By Mark Viera
Washington Post Staff Writer
Friday, June 5, 2009
Marko Mitchell was a basketball player who discovered football late in high school, coming to the Washington Redskins by way of two junior colleges and the University of Nevada. He was the wide receiver who turned heads by running the 40-yard dash in 4.49 seconds at the NFL combine. He was the prospect gifted with a 6-foot-4 frame that casts a shadow over most cornerbacks.
But Mitchell, a seventh-round pick, is still relatively unknown and unproven outside of Redskins Park. He has physical tools -- his size and speed attracted Washington, which graded him highly entering the draft -- but he lacks a football pedigree and is still learning his position.
And because he played in the Western Athletic Conference, a non-Bowl Championship Series conference, there is still the question of how he will adapt to the NFL.
"I really don't know," Mitchell said when asked recently where he would gauge his comfort on the practice field. "But I can really say I progressed from the first day. I'm understanding the offense more, and the guys I'm going against."
The Redskins have two established starting wide receivers in Santana Moss and Antwaan Randle El. This season, they also will be counting on second-year wide receivers Malcolm Kelly and Devin Thomas to have a heightened role in Coach Jim Zorn's version of the West Coast offense, which employed a number of three- and four-receiver formations last season.
Mitchell is among a cadre of young receivers on the periphery working to nudge James Thrash, a 12-year NFL veteran, out of the fifth wide receiver spot. Thrash, 34, has not attended the Redskins' organized team activities because of a neck injury. Others competing for the job include Roydell Williams and Trent Shelton.
"In college, you have a freshman or a sophomore or a walk-on," Mitchell said. "But here you have people who started on other NFL teams in front of you. You got to show you can play just the same way as a lot of these guys."
Mitchell did not start playing football until his junior year of high school. The York, Ala., native considered himself a basketball player first, and said he played football "because it was something to keep me occupied until basketball season started."
After playing two years of football, Mitchell drew interest from the University of Alabama. He did not score high enough on his SATs to attend, so he went to Itawamba Community College in Mississippi. He did not play football there because, he said, the school gave away a scholarship it had promised to him.
After one year, he transferred to Mesa Community College in Arizona. The coaches there had never seen Mitchell play. Mitchell had never visited the campus. But it did not take long before he made his mark.
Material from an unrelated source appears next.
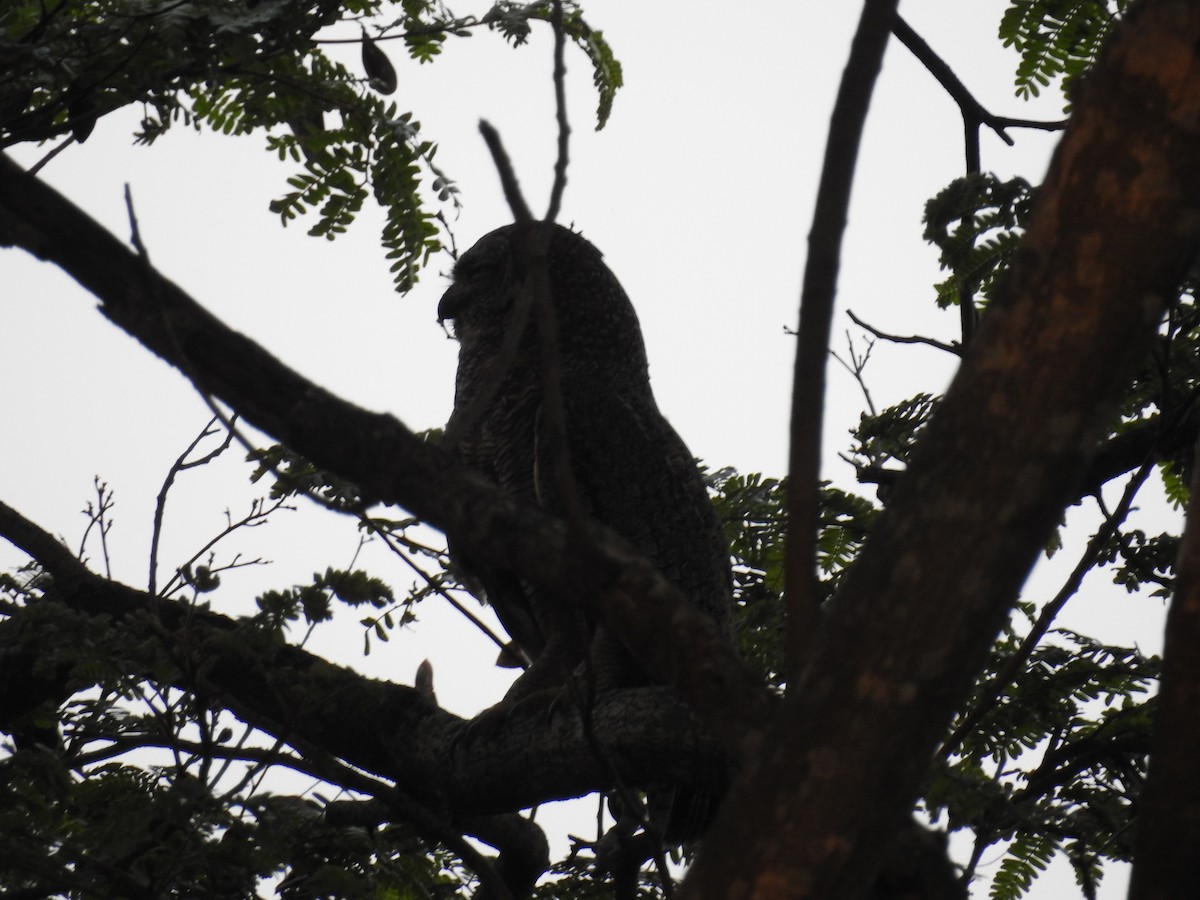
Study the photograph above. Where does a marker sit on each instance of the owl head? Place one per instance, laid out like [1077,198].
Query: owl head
[597,329]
"When I first met him, I figured he was another tall, skinny kid who wants to play receiver," Ron Daugherty, Mesa's wide receivers coach, said in a telephone interview. "I train receivers every Saturday, and I had a group of returning guys and a few fresh faces. And we were working on a Saturday, and he wouldn't drop a pass. It didn't matter where you threw it, the kid caught everything. After that Saturday, I went down and told the coach this kid could be pretty good."
Mitchell transferred to Nevada and played there for three seasons. He stood out because of his speed, size and ability to sprint past or reach over defensive backs. As a junior in 2007, Mitchell emerged as Nevada's top receiver, with 53 catches for 1,129 yards. His 21.3 yards per catch average that year ranked second nationally. As a senior, he was named first-team all-WAC.
But Mitchell's productivity was also a product of Nevada's relatively weak schedule and its unique pistol offense, which relied on a strong running game to set up the play-action pass.
"It was real good for Marko," Scott Baumgartner, the Nevada wide receivers coach, said by phone. "He made some big plays downfield. It gives us big play opportunities downfield off the play-action pass."
Mitchell is still learning the finer points of the wide receiver position: route running, getting in and out of breaks, using proper footwork. And while Mitchell's long strides give him speed to stretch the field, they do not engineer quickness.
"The nuances in terms of leverage and everything you can pick up," Randle El said of learning the receiver position. "But if you've got the ability to catch and run and just make plays when the ball's in the air, you've got your foot in the door. I think he's got his foot in the door. He can run fairly decent routes. He's shown he can make some plays. Now it's a matter of him doing it consistently, every time his name is called."